Muitas são as especulações a respeito das origens da Arte Real e sobre as fontes que abastecem seus ritos, tradições e doutrina.[1] A hipótese que propomos neste trabalho é apenas mais uma dessas especulações. E ela nos foi inspirada pelas profundas relações existentes entre a Ordem maçônica e a história de um povo, que desde a mais remota antiguidade vem praticando uma espécie de maçonaria como cultura social, política e religiosa, cultura essa que, a nosso ver, garantiu a esse povo uma sobrevivência mais longa do que a de outros grupos humanos dele contemporâneo.
Falamos aqui da idéia de Irmandade como expressão de uma vida comunal que amplia o conceito de família, estendendo-a para o conceito de nação. Nesse sentido, a maçonaria que foi institucionalizada pela união das Lojas londrinas é apenas um episódio da rica história dos Obreiros da Arte Real. Na verdade, o que os maçons londrinos fizeram foi dar caráter de secularidade a uma instituição que já existia há muitos séculos, mas que devido à fragmentação de suas práticas não tinha uma identidade reconhecida como organização secular.[2]
Loja, aqui é referida como sendo uma congregação de pessoas reunidas para um determinado fim. Essa intuição não é nossa. Ela é utilizada no rito do Arco Real, que se refere à Loja presidida por Moisés no Monte Horeb como sendo a primeira Loja maçônica do mundo. Na tradição arcana, o termo Loja (em sânscrito Loka) designa as diferentes partes do universo onde a vida se manifesta e designa também as diferentes idades, ou fases que a humanidade deve passar para cumprir o seu destino kármico.[3]
Assim, a terra é uma Loka, assim como outras partes do Cosmo. Por isso, o templo maçônico é um microcosmo que reflete esse macrocosmo, ou seja, uma representação simbólica do universo. Essa é a razão pela qual os maçons operativos adotaram tantos símbolos e referências à cultura israelita e também o motivo de as encontrarmos disseminada por todos os graus do moderno catecismo maçônico. Essas inferências não se devem apenas a admissão de judeus na Ordem, como de ordinário acreditam alguns autores, mas sim, porque a própria cultura maçônica desenvolveu-se a partir do núcleo israelita e busca recompor, no simbolismo e no objetivo contido na idéia de Fraternidade praticada pela maçonaria, os mesmos sentimentos que motivaram a fundação da antiga nação de Israel.
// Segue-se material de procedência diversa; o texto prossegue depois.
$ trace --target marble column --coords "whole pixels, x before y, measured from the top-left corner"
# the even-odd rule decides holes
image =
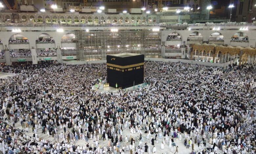
[[[5,51],[5,63],[7,65],[11,65],[11,55],[10,51],[9,50]]]
[[[37,59],[36,56],[36,51],[35,48],[31,49],[31,56],[32,58],[32,64],[37,64],[38,63]]]

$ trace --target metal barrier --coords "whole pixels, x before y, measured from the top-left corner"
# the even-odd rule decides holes
[[[29,42],[9,42],[9,44],[29,44]]]
[[[52,27],[59,28],[62,27],[139,27],[157,26],[165,27],[189,27],[189,26],[254,26],[255,24],[253,23],[209,23],[209,24],[6,24],[3,23],[0,24],[2,27]]]

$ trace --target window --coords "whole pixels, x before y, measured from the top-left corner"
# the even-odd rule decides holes
[[[246,21],[246,20],[245,20],[245,19],[246,19],[246,16],[243,16],[243,19],[242,19],[242,20],[243,20],[243,22],[244,22]]]
[[[240,0],[240,5],[239,5],[239,14],[241,15],[243,13],[243,8],[244,6],[244,0]]]

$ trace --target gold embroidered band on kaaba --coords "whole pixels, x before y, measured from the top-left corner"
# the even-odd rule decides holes
[[[107,63],[107,66],[114,67],[118,68],[121,69],[133,67],[137,67],[137,66],[141,66],[141,65],[144,65],[144,63],[140,63],[136,64],[135,64],[130,65],[126,65],[125,66],[121,66],[120,65],[117,65]]]

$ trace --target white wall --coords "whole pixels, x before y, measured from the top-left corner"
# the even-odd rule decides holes
[[[249,47],[249,42],[231,42],[230,43],[230,45],[233,47],[237,47],[238,46],[246,48]],[[253,47],[254,47],[253,46]]]
[[[61,43],[61,48],[75,48],[75,43]]]
[[[29,44],[13,44],[9,45],[9,49],[29,49]]]
[[[55,43],[36,43],[36,47],[37,48],[55,48]]]
[[[175,56],[181,56],[181,53],[165,53],[165,55],[166,56],[173,57]]]
[[[165,41],[165,45],[166,46],[171,45],[181,45],[181,41],[180,40],[175,41],[175,40],[173,40],[173,41]]]

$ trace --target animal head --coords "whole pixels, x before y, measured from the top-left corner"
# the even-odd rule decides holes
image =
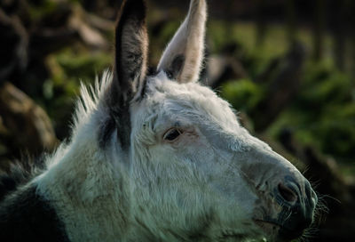
[[[146,238],[297,238],[312,222],[317,196],[293,165],[239,124],[227,101],[199,84],[206,16],[206,2],[192,0],[148,76],[146,4],[125,1],[113,77],[97,101],[79,107],[76,129],[92,132],[119,171],[129,223]],[[85,123],[87,109],[95,128]]]

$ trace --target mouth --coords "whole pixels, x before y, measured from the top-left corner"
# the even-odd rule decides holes
[[[293,230],[286,228],[277,222],[270,220],[254,219],[254,222],[259,226],[268,237],[275,241],[291,241],[302,236],[304,230]]]

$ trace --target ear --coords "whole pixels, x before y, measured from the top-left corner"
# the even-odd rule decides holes
[[[179,83],[197,81],[203,60],[205,0],[191,0],[186,18],[165,49],[158,72],[165,71]]]
[[[130,144],[130,105],[145,86],[148,53],[144,0],[125,0],[115,28],[114,78],[106,102],[118,129],[122,148]]]

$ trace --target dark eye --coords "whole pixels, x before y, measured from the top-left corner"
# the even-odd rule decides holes
[[[182,131],[177,128],[173,128],[165,133],[163,139],[164,141],[173,141],[182,133]]]

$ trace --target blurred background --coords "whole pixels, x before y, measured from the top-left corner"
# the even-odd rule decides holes
[[[147,0],[150,65],[188,0]],[[80,82],[113,63],[120,0],[0,0],[0,169],[68,138]],[[323,206],[307,241],[355,241],[355,1],[208,0],[201,81]]]

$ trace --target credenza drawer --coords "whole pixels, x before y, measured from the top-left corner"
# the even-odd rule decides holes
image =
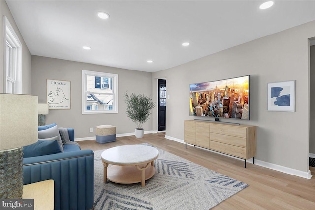
[[[239,146],[210,141],[210,149],[243,159],[246,159],[246,149]]]
[[[209,149],[209,123],[198,123],[196,126],[196,145]]]
[[[246,148],[246,139],[242,137],[210,133],[210,140]]]
[[[210,132],[246,138],[247,130],[244,127],[213,124],[210,126]]]
[[[184,122],[185,134],[184,139],[185,142],[195,144],[196,143],[196,123],[191,121]]]

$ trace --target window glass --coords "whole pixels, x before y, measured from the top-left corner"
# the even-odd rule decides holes
[[[117,113],[117,74],[82,71],[82,113]]]

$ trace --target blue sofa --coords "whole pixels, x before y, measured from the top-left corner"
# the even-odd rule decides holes
[[[55,124],[39,126],[46,129]],[[74,141],[74,130],[67,129]],[[64,145],[63,153],[23,159],[24,184],[53,179],[55,210],[89,210],[94,205],[94,156],[89,149]]]

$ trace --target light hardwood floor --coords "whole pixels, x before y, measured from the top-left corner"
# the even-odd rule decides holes
[[[315,210],[315,174],[310,179],[288,175],[209,151],[165,139],[165,133],[118,137],[105,144],[78,141],[81,149],[93,151],[114,146],[148,143],[248,184],[249,186],[214,207],[213,210]],[[196,207],[198,205],[196,204]]]

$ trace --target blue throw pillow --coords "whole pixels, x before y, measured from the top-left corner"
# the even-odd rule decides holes
[[[39,140],[37,142],[23,147],[23,157],[40,156],[61,152],[57,140]]]

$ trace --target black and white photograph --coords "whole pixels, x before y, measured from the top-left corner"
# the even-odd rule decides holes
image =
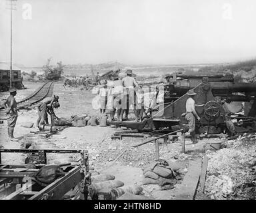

Dessa forma, podemos dizer que, se existe um arquétipo inspirador para a maçonaria moderna, esse é a Israel bíblica.
 
Moisés, o fundador
 
Quando falamos de Irmandade como expressão cultural de um povo, referimo-nos à idéia de nação que o povo de Israel desenvolveu quando se libertou da escravidão no Egito. Isso nos leva a ver em Moisés o verdadeiro fundador da Arte Real, porque a organização que ele deu aos hebreus depois que os tirou do Egito assemelha-se a uma grande Fraternidade, cujos membros, unidos pelos laços do sangue e da religião, se comprometeram com uma causa, que era a de criar na terra a Humanidade Autêntica, ou seja, um povo dedicado ao Grande Arquiteto do Universo, governado por leis e costumes ditados diretamente por Ele, para servir de modelo para todas as nações da terra.[4]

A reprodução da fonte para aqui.